Ариша набросила свой ситцевый сарафан, накинула шаль на голову и со страхом переступила порог горницы Гордея Евстратыча. В своем смущении, с тревожно смотревшими большими глазами, она особенно была хороша сегодня. Высокий рост и красивое здоровое сложение делали ее настоящей красавицей. Гордей Евстратыч ждал ее, ходя по комнате с заложенными за спину руками.
– Вы, тятенька, меня звали на что-то…
– Да, звал, Ариша. Садись вот сюда, потолкуем ладком… Что больно приунищилась?.. Не бойсь, не укушу. Для вас же стараюсь…
Гордей Евстратыч придвинул свой стул к стулу Ариши и совсем близко наклонился к ней, так что на нее пахнуло разившим от него вином; она хотела немного отодвинуться от свекра, но побоялась и только опустила вспыхнувшее лицо. Гордей Евстратыч тоже заметно покраснел, а глаза у него сегодня совсем были подернуты маслом.
– Ну, Ариша, так вот в чем дело-то, – заговорил Гордей Евстратыч, тяжело переводя дух. – Мамынька мне все рассказала, что у нас делается в дому. Ежели бы раньше не таили ничего, тогда бы ничего и не было… Так ведь? Вот я с тобой и хочу поговорить, потому как я тебя всегда любил… Да-а. Одно тебе скажу: никого ты не слушай, окромя меня, и все будет лучше писаного.

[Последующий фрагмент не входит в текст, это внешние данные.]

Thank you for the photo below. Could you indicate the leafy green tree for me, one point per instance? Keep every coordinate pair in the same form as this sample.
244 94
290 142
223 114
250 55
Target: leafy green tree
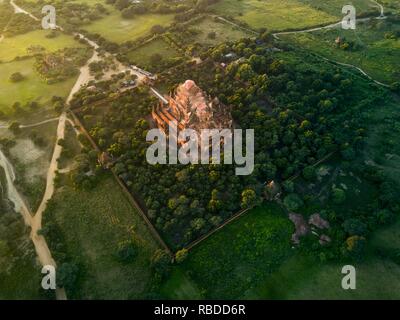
354 226
293 202
67 275
14 127
249 198
309 173
338 196
181 255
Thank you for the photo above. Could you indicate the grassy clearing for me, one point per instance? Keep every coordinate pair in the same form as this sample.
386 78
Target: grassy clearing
223 32
91 225
274 14
116 29
374 54
334 7
235 259
10 48
142 55
32 88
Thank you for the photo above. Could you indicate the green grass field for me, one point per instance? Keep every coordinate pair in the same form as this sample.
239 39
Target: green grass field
92 224
116 29
232 261
375 55
12 47
32 88
334 7
142 55
223 32
274 14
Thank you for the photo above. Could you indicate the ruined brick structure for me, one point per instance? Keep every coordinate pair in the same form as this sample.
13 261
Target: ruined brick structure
191 108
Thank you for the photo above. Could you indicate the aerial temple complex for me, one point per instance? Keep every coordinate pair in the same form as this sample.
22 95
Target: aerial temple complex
191 108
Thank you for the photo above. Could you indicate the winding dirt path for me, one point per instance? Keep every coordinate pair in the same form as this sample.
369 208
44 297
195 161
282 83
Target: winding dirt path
35 221
333 25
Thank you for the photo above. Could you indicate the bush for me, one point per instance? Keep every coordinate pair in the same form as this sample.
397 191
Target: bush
354 227
16 77
338 196
181 255
127 251
293 202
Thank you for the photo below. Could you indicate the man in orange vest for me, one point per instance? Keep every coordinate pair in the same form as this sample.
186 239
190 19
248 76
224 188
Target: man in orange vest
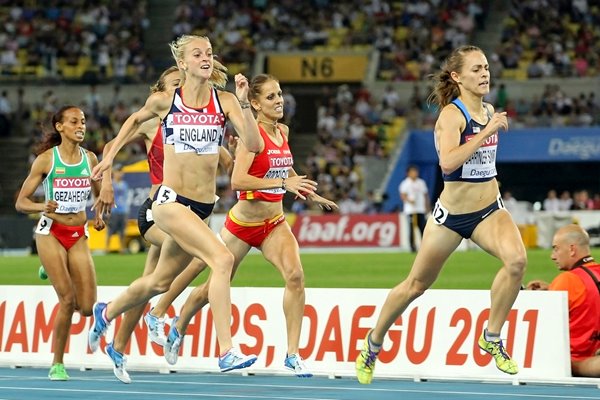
581 279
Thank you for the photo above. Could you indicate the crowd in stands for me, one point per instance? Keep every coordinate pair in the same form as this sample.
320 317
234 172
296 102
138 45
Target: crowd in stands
543 38
74 39
410 36
581 200
539 38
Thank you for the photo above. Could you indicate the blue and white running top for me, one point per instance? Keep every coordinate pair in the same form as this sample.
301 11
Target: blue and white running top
481 166
198 130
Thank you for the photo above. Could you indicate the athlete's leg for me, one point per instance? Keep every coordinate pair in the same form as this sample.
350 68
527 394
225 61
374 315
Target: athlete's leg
500 237
195 238
198 298
132 316
54 258
437 245
281 249
183 280
83 276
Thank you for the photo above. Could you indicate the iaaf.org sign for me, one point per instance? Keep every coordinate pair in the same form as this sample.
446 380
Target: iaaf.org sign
434 336
353 230
580 147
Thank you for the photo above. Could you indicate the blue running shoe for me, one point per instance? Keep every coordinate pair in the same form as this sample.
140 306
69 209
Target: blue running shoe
42 273
235 359
99 328
156 328
119 361
295 363
173 343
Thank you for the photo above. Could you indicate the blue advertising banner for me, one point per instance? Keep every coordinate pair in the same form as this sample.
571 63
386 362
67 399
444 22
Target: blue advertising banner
535 145
136 176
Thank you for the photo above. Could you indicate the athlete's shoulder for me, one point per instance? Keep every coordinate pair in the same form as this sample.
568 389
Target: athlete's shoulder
285 130
91 155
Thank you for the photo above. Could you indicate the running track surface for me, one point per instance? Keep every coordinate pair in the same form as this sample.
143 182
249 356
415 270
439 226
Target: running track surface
32 383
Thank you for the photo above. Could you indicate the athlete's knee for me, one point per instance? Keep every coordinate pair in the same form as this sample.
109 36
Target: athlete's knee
295 279
517 264
200 294
68 302
160 285
86 310
415 288
223 264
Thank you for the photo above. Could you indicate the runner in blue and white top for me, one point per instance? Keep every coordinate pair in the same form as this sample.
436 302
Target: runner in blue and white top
466 138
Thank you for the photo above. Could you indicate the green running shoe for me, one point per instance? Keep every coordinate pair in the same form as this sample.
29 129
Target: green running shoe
503 361
365 362
58 373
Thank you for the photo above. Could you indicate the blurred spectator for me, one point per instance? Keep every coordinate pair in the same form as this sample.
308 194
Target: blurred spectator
552 203
582 201
415 199
5 114
579 278
565 201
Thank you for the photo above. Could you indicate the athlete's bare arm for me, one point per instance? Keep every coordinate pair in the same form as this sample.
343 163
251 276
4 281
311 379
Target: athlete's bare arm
157 105
39 169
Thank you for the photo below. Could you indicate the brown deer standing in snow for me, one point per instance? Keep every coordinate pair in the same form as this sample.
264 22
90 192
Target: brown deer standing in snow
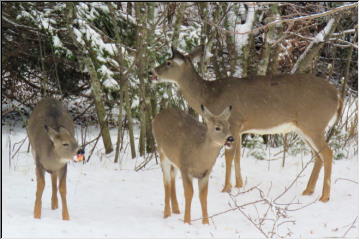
186 144
301 103
51 134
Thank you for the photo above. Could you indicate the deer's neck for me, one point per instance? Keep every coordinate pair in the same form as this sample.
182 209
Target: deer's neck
209 149
194 89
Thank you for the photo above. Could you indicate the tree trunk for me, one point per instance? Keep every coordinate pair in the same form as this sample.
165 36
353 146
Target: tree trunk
242 35
269 58
94 82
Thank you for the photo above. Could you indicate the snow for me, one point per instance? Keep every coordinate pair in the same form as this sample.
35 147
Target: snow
112 200
320 37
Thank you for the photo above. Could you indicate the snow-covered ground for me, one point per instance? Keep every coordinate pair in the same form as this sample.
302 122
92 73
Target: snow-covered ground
113 200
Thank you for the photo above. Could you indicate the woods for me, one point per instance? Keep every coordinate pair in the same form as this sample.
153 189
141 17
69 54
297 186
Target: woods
96 56
100 60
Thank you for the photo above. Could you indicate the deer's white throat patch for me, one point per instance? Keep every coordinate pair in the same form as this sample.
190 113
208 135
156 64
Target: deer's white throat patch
282 128
178 61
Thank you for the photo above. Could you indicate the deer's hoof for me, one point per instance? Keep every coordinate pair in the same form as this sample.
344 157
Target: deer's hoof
167 213
308 192
324 199
176 210
227 188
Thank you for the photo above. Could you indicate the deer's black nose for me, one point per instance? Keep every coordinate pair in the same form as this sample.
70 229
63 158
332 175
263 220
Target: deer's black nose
230 139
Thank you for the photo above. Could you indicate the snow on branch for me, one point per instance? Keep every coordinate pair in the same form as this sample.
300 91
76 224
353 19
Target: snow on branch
308 55
290 20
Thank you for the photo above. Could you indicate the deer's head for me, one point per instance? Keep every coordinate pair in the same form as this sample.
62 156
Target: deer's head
174 68
65 145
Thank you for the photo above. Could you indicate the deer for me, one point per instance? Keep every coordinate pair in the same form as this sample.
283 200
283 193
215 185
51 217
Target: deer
187 145
300 103
50 130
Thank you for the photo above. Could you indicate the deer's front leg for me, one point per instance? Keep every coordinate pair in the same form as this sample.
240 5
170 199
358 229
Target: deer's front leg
229 156
40 185
62 189
188 191
203 192
238 178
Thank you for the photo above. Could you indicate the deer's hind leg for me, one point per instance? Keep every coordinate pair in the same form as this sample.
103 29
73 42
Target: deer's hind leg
323 157
189 192
174 202
54 199
166 169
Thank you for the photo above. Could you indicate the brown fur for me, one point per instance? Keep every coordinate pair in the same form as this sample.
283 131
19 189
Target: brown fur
51 134
304 101
188 145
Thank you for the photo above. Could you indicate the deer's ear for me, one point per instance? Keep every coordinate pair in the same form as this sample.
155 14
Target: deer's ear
206 113
51 132
226 113
176 54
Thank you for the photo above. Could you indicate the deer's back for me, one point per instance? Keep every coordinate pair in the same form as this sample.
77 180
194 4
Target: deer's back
267 101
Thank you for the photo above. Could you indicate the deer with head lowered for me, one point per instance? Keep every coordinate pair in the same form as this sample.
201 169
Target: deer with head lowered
51 133
186 144
301 103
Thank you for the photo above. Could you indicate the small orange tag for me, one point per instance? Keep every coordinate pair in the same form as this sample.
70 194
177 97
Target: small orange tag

А что там про мужа болтают – все это вздор… Напрасно только расстраивают.
– Я ведь, тятенька, ничего…
– Хорошо… Ну, что муж тебя опростоволосил, так это опять – на всякий чох не наздравствуешься… Ты бы мне обсказала все, так Михалко-то пикнуть бы не смел… Ты всегда мне говори все… Вот я в Нижний поеду и привезу тебе оттуда такой гостинец… Будешь меня слушаться?
– Я, тятенька, из вашей воли никогда не выходила…
– И отлично… А вперед еще больше старайся. На мужа-то не больно смотри: щенок еще он… Ну, ступай с Богом…
Ариша, по заведенному обычаю, в благодарность за науку, повалилась в ноги тятеньке, а Гордей Евстратыч сам поднял ее, обнял и как-то особенно крепко поцеловал прямо в губы, так что Ариша заалелась вся как маков цвет и даже закрыла лицо рукой.
– Видно, горько старого целовать? – спрашивал Гордей Евстратыч, отнимая руку Ариши. – Ты ведь у меня умница… Только ничего никому не рассказывай – поняла? Всем по гостинцу привезу, а тебе наособицу… А ежели муж будет обижать, ты мне скажи только слово…
– Нет, мне, как другим, тятенька… Я не хочу наособицу…
– Ах ты, глупая… А если я хочу? Понимаешь: я этого хочу!
«Видно, отец-то поначалил крепко…» – подумала Татьяна Власьевна, взглянув на красное лицо выходившей из горницы Ариши.
Через неделю Гордей Евстратыч укатил вместе с Шабалиным на ярмарку в Нижний.